23 de octubre: no se olvida (primera parte)

En 1975, en El Chaparral se desató un conflicto entre fuerzas del Gobierno de Sonora y campesinos. Su delito, solicitar tierras para trabajarlas

Por: Miguel Ángel Castro Cosío

La madrugada del jueves 23 de octubre de 1975, el campo mexicano se tiñó de rojo. Las fuerzas represivas del Gobierno del Estado de Sonora impunemente reprimieron y masacraron a siete campesinos; hirieron de bala a catorce solicitantes de tierra; encarcelaron y torturaron a los dirigentes que habían sido detenidos por haber participado en la toma de un predio agrícola que le llamaban "El Chaparral" situado en el Block 717 del Valle del Yaqui, lugar cercano al poblado de San Ignacio Río Muerto, en aquel entonces municipalidad de Guaymas, estado de Sonora.

La movilización campesina era llamada por los terratenientes y su gobierno: invasión de predios. Era un delito que se tipificaba como despojo. Para los labriegos era una acción de lucha agraria que se llamaba: Toma de tierras.

Éstas tenían la finalidad de señalar y denunciar el acaparamiento de terrenos agrícolas en manos de una sola familia y exigir a la Secretaría de la Reforma Agraria el cumplimiento de la Ley y que por consecuencia expropiara los latifundios reales y simulados. Por supuesto iba implícita la exigencia de que se entregaran a los integrantes de los núcleos agrarios constituidos conforme a lo establecido en la normatividad vigente.

Durante años, los peones de sus propias tierras en lugar de obtener respuesta a sus demandas conforme al derecho agrario plasmado en la constitución mexicana, recibieron indiferencia, complicidad, acoso, amenazas, persecuciones, detenciones, secuestros, represión, balazos, heridas, muerte, cárcel y tortura.

La masacre del 23 de octubre indignó a la población y de inmediato exigió castigo a los responsables de tan abominable delito.

Estos lamentables hechos obligaron al gobierno federal a destituir y separar de su encargo al gobernador del estado y publicar el expediente del Nuevo Centro de Población denominado San Ignacio Río Muerto que había sido constituido en 1953.

Por igual, horas después del atropello a los más elementales derechos humanos, con lujo de fuerza, prepotencia y abuso de poder, seis campesinos fueron sepultados en el panteón del lugar sin dar la oportunidad tan siquiera a sus familiares, amigos y compañeros lucha de las víctimas para que velaran sus cuerpos masacrados tal y como es la costumbre.
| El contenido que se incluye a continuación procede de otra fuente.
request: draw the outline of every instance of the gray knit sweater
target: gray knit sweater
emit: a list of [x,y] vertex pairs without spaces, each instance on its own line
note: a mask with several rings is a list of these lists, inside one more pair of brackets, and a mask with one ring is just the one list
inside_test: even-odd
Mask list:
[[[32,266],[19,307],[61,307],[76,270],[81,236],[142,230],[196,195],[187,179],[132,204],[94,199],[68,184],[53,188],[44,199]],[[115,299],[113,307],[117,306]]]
Además de los caídos, el saldo arrojaba 14 heridos que se debatían entre la vida y la muerte en hospitales de Ciudad Obregón. Por igual, los líderes que habían sobrevivido en esta acción represiva, fueron encarcelados y sometidos a tortura física y psicológica en la antigua cárcel del Puerto de Guaymas, cabecera municipal del poblado.

Al día siguiente, uno de los campesinos gravemente herido, murió víctima de las lesiones causadas por las balas que salieron de las armas exclusivas del ejército y de la policía judicial del estado de Sonora. Se llamaba, Miguel Gutiérrez, vecino de San Ignacio Río Muerto, pueblo de labriegos enclavado al sur del municipio de Guaymas.

La historia así lo señala: el 23 de octubre fueron asesinados siete campesinos que hoy son próceres agraristas. Sus nombres son parte de la historia escrita con sangre. Están en nuestra memoria: Juan de Dios Terán Enríquez, los hermanos Rogelio y Benjamín Robles Ruiz, Rafael López Vizcarra, Enrique Félix Flores, Gildardo Gil Ochoa y Miguel Gutiérrez.

Los delitos quedaron impunes. Nadie fue procesado. La complicidad de las autoridades fue evidente. Otra vez como ayer, el pueblo fue mudo testigo.

No hay descanso.

Los crímenes nunca podrán ser borrados de la historia de una comunidad cuyo nombre se escribió con sangre proletaria.